Then, just a few pages later, it suddenly suggested just the opposite: that the SEC’s chairman was, after all, the SEC’s head. Confronted with the argument that the PCAOB is not accountable to the President through his appointees, such as the SEC’s chairman (who, unlike other SEC commissioners, serves at the president’s pleasure), the court stated that the President does have indirect influence over the PCAOB through the SEC, because the president picks the SEC Chairman, who “dominates commission policymaking.” See Opinion, Pg. 24. (It said that “by appointment of the Commission chairman, who serves at the pleasure of the President and often ‘dominate[s] commission policymaking,’ the President can influence Commission policy and control who directs ‘the administrative side of commission business, select[s] most staff, set[s] budgetary policy, and as a consequence command[s] staff loyalties.’” See Opinion, pg. 24).

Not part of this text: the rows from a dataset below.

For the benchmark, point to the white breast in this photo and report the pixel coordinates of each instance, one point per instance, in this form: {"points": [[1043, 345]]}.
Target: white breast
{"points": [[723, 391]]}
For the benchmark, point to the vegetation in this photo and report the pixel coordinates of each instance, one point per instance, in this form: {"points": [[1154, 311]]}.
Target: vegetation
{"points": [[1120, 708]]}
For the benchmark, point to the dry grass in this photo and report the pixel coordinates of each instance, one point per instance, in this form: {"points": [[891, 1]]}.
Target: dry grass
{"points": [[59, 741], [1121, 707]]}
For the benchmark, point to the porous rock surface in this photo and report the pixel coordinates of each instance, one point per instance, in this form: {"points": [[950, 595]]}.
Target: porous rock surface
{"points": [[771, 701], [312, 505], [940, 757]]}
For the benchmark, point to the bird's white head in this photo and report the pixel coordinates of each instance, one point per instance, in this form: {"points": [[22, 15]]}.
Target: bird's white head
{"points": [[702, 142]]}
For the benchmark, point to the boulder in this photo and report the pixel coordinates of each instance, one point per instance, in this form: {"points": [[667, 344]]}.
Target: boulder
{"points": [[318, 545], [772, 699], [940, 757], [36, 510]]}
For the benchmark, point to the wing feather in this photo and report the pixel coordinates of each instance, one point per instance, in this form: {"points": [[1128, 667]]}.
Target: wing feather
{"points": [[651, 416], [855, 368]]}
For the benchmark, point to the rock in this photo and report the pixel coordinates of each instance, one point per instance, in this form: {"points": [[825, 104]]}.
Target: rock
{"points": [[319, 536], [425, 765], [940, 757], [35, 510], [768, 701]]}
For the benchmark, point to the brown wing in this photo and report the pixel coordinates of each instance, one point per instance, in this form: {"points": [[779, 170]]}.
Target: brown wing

But if the Chairman so “dominates commission policymaking,” that is because he is the SEC’s actual “head” (its “top executive,” as the SEC concedes), not a mere figurehead.

Is it too much to ask that courts not rely on inconsistent reasoning? Especially in a case like this, which Judge Kavanaugh noted is “the most important separation-of-powers case regarding the President’s appointment and removal powers to reach the courts in the last 20 years.”